Mentalidade de sobrevivência

O que quer dizer ter uma mentalidade de sobrevivência? Quer dizer buscar investimentos que, mais do que grandes retornos, sejam à prova de falência. E quer dizer também procurar ter uma margem de segurança que permite ter êxito diante de vários cenários possíveis.

A margem de segurança pode se manifestar de diversas maneiras. Alguns exemplos: ter um orçamento de gastos frugal; ter expectativas baixas quanto a própria renda e retorno de investimentos; ter um pensamento flexível; guardar dinheiro, o que te permita não vender outros investimentos na baixa.

Sobre esse último ponto, Housel argumenta enfaticamente que não precisa haver um motivo específico para guardar dinheiro (comprar um carro ou uma viagem). Pelo contrário, o dinheiro deve ser economizado por motivos intangíveis, como ter mais liberdade, não ter que ser forçado a aceitar o que surge no seu caminho. O dinheiro guardado sem objetivo é um seguro, uma margem de segurança, e permite ter controle do próprio tempo.

Um outro ponto relacionado a sobrevivência: saiba o que é suficiente. Ter uma ambição que cresce mais rápido do que o senso de satisfação é perigoso e leva ao um ponto de arrependimento. Nada justifica arriscar o que você já tem e do qual precisa por algo que você não tem e não precisa.

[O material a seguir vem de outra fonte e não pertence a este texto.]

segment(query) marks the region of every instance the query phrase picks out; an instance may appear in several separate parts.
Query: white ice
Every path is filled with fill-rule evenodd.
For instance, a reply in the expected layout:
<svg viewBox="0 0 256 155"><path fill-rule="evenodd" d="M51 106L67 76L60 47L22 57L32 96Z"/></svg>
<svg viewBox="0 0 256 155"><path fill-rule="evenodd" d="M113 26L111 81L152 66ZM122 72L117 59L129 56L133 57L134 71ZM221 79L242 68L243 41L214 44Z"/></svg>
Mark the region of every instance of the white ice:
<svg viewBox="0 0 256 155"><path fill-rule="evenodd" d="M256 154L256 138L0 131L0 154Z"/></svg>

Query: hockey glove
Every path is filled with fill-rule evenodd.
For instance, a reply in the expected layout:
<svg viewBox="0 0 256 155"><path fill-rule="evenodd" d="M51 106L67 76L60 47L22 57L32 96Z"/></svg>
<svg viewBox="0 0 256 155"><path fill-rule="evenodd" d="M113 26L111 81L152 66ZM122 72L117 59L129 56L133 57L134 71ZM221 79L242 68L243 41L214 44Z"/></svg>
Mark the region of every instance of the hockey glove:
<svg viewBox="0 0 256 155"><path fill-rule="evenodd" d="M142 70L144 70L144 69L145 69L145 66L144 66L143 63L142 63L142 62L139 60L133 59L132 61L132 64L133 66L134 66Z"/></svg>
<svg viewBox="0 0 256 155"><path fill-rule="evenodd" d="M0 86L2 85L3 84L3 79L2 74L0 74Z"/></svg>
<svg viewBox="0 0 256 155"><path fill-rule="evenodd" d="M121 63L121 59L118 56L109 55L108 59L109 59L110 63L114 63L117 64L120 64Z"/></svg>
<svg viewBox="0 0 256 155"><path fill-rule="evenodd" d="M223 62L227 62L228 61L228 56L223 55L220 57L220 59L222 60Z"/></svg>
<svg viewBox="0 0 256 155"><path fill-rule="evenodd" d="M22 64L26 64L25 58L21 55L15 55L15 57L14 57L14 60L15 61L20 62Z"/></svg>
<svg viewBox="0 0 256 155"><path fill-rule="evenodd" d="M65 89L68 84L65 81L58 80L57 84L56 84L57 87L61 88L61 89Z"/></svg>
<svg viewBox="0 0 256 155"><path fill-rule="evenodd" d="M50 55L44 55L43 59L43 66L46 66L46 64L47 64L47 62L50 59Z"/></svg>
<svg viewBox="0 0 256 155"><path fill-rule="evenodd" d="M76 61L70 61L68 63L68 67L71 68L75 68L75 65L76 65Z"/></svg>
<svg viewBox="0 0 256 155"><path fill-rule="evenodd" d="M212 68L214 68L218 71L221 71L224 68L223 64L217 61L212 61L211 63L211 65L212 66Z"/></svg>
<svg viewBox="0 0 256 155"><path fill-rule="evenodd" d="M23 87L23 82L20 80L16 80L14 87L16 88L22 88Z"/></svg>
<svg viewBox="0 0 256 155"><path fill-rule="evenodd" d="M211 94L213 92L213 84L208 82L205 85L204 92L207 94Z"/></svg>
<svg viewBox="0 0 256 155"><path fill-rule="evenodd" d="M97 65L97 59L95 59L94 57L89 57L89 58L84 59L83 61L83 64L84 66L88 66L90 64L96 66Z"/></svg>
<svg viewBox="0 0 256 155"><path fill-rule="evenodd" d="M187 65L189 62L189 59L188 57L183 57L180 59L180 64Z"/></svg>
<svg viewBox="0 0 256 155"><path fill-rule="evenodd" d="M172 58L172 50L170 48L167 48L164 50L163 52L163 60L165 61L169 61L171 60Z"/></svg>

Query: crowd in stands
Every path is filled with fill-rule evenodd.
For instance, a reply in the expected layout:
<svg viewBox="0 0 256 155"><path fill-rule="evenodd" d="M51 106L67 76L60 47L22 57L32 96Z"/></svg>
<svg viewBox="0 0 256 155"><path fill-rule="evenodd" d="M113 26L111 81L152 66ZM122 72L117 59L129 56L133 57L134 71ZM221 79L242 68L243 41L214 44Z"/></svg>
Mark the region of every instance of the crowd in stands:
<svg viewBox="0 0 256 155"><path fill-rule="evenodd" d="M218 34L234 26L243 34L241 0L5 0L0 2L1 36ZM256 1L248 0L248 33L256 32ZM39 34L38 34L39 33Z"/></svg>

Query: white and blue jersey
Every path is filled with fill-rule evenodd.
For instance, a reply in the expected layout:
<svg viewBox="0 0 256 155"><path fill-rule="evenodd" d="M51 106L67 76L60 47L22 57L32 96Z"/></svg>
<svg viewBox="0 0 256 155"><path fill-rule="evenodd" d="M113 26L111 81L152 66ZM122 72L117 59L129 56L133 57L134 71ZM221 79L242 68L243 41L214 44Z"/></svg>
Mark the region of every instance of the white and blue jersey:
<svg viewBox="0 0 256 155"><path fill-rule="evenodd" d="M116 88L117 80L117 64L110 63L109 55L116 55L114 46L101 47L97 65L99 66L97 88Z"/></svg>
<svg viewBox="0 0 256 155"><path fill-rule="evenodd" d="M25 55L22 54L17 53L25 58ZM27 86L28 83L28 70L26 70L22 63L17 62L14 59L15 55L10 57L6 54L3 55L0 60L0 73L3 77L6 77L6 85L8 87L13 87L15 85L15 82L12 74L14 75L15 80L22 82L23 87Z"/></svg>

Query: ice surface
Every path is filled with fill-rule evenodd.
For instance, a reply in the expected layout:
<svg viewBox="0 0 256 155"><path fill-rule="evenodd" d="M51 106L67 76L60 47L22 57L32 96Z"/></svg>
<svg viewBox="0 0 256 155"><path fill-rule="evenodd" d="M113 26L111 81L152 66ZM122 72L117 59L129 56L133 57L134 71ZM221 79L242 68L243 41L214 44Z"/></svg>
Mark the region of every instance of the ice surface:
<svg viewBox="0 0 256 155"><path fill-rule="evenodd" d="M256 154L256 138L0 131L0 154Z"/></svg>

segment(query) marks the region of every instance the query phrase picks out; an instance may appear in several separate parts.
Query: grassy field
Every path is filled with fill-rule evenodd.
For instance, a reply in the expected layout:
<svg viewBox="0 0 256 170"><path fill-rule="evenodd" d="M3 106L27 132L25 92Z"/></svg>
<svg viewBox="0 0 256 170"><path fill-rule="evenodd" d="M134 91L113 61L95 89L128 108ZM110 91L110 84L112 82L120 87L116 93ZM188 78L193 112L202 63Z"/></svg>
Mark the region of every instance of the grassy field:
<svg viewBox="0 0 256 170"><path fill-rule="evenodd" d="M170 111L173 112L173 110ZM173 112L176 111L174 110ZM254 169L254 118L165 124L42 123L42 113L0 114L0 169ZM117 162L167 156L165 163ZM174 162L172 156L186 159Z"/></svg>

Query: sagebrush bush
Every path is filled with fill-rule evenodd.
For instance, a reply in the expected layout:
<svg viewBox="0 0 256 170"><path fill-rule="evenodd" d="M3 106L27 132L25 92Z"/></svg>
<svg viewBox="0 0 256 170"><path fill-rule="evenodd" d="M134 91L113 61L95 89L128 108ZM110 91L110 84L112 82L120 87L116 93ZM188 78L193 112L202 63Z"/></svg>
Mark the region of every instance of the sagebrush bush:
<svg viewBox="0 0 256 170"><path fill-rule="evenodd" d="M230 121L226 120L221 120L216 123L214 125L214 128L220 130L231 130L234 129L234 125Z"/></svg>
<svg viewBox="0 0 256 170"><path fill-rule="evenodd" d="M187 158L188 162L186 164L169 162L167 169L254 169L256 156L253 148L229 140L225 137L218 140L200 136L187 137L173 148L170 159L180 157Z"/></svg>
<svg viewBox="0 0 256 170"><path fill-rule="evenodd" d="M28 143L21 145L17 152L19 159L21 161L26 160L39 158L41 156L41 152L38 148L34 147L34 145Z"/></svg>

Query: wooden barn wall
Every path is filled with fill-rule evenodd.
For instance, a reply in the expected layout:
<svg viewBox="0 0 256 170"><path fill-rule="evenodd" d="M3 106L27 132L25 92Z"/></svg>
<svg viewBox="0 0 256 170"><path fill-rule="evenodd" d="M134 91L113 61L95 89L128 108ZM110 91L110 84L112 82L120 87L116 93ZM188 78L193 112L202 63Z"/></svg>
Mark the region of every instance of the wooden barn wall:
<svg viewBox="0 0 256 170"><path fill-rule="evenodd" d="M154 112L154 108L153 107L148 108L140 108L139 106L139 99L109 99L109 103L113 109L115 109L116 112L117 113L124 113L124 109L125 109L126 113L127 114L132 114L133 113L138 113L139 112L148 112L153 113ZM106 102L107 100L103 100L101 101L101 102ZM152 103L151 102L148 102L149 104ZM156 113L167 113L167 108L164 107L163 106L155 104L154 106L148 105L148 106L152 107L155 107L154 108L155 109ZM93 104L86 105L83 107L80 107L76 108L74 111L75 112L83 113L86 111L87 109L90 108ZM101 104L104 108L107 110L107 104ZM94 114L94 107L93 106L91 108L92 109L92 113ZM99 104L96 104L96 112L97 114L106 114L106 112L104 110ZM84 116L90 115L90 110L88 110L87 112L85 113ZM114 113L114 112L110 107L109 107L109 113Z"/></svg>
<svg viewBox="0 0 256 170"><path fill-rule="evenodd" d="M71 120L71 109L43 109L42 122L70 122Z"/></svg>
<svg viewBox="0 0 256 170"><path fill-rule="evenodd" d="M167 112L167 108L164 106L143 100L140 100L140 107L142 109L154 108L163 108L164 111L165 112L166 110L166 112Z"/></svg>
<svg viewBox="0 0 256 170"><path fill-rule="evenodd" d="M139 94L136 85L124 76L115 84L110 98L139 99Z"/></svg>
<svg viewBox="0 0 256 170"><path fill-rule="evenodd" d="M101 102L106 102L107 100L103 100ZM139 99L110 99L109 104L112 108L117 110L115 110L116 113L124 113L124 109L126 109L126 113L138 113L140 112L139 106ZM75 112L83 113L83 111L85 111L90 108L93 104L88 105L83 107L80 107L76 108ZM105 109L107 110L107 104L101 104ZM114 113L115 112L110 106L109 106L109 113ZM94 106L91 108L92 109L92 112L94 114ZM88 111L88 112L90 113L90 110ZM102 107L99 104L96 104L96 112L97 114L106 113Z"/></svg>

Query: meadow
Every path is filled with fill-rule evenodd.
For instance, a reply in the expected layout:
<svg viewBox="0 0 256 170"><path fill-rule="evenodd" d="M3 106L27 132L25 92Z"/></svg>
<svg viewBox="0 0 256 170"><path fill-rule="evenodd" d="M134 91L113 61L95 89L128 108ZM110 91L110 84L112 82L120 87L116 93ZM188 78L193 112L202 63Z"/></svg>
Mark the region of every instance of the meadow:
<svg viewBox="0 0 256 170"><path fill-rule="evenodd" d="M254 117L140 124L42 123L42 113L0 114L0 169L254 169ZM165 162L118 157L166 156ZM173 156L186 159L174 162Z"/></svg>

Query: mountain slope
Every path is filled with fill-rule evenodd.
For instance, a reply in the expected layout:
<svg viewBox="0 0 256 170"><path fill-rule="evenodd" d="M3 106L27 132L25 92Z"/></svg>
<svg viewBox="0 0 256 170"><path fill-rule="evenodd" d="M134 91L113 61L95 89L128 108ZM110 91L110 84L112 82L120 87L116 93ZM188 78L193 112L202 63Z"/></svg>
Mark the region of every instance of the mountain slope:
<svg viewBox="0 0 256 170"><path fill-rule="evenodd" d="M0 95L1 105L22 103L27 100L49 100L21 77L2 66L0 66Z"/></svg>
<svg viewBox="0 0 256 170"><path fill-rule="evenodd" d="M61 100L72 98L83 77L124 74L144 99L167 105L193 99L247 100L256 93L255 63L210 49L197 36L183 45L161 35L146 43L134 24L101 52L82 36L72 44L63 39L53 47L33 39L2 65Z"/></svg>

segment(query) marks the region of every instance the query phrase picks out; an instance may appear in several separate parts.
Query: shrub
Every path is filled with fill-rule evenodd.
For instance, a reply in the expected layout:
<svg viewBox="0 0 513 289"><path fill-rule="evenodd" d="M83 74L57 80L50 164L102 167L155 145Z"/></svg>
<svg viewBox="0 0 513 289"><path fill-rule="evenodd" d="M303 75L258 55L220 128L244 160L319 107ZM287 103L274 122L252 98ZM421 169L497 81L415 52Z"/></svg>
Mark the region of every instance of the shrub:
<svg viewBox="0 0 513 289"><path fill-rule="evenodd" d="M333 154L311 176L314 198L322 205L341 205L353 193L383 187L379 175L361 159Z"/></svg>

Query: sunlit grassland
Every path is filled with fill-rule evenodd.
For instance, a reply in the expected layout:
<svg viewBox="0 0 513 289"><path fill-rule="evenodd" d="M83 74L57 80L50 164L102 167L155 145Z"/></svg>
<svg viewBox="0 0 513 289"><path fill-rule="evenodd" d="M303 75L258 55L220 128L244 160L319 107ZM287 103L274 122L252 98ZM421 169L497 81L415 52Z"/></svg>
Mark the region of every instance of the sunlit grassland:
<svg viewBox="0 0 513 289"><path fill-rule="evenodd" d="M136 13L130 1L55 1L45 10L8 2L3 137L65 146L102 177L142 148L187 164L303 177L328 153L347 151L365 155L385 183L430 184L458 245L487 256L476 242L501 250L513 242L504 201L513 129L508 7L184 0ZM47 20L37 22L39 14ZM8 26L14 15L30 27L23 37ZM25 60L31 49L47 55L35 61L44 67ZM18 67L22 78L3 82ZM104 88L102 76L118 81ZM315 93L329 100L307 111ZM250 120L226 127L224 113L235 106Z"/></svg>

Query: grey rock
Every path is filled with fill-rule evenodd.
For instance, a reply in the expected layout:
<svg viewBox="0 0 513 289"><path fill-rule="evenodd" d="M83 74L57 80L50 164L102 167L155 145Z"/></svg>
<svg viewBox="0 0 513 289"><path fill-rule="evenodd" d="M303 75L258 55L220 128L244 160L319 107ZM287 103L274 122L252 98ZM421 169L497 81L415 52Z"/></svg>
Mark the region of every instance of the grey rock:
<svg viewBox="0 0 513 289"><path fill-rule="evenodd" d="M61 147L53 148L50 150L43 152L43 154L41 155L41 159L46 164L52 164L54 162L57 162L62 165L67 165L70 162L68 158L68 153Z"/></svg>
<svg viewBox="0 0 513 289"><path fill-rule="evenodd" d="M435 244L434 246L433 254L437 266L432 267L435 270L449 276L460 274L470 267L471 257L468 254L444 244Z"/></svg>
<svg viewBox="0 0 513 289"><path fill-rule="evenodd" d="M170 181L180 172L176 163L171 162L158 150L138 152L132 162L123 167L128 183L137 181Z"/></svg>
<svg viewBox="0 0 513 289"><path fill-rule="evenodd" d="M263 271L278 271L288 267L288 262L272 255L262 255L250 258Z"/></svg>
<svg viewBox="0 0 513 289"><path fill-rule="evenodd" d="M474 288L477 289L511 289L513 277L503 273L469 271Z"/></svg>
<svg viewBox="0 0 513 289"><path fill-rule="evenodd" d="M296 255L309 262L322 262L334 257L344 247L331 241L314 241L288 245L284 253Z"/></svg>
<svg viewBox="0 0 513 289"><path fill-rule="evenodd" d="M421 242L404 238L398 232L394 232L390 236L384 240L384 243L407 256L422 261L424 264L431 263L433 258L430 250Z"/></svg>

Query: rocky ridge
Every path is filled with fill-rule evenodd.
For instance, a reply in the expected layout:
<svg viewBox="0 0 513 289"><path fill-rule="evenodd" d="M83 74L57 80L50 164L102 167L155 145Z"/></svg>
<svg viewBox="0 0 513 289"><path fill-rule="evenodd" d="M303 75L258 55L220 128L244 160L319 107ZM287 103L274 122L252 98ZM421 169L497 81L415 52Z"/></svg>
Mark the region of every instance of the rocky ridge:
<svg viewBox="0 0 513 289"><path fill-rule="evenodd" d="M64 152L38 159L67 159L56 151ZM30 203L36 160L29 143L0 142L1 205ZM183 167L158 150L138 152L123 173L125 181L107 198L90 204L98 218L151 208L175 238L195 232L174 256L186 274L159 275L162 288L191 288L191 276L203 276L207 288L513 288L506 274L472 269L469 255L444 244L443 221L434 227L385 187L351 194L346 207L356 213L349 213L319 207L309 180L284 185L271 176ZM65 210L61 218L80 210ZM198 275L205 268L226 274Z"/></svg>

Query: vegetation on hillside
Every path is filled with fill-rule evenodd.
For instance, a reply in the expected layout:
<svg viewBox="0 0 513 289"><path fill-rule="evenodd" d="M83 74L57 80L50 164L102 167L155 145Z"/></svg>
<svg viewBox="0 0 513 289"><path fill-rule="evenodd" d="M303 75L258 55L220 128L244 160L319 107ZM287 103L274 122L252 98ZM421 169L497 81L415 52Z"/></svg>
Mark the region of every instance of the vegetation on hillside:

De novo, Buffett tem muito a ensinar aqui: ele não tomou dívidas para alavancar investimentos e acelerar retornos (o que teria aumentado seu risco de falência), ele não entrou em pânico e vendeu tudo, ele não desistiu (nem se aposentou), e é famoso por sua frugalidade. Em suma, ele tem paciência e uma atitude de sobrevivência.

O papel da sorte

Um tema também recorrente no livro é o papel da sorte. Nem todo sucesso se deve ao trabalho duro e nem todo fracasso é um erro. Portanto, vale focar menos nos casos individuais (fulano acertou e ficou rico) e mais em padrões gerais (o efeito composição é poderoso).

E, como a sorte é irmã gêmea do risco, a margem de segurança novamente aparece aqui como um conceito importante. Se bem aplicada ela não implica ser conservador nos investimentos e sim que é possível correr riscos e ainda assim sobreviver. Ela evita o risco de ruína que por vezes decorre de se apegar demais às probabilidades de sucesso percebidas de um certo investimento (o que o autor chama de síndrome de “as estatísticas são favoráveis na roleta-russa”.

Nada igual

O livro não foca em descrever vieses mentais, como costuma fazer a literatura de finanças comportamentais. E também não enfatiza planilhas ou fórmulas (não há nenhuma). E isso faz dele um texto único e acessível a todos, cuja matéria prima básica é o bom senso. Pessoalmente, há muito não lia um livro tão bom e tão útil sobre finanças pessoais. Imperdível!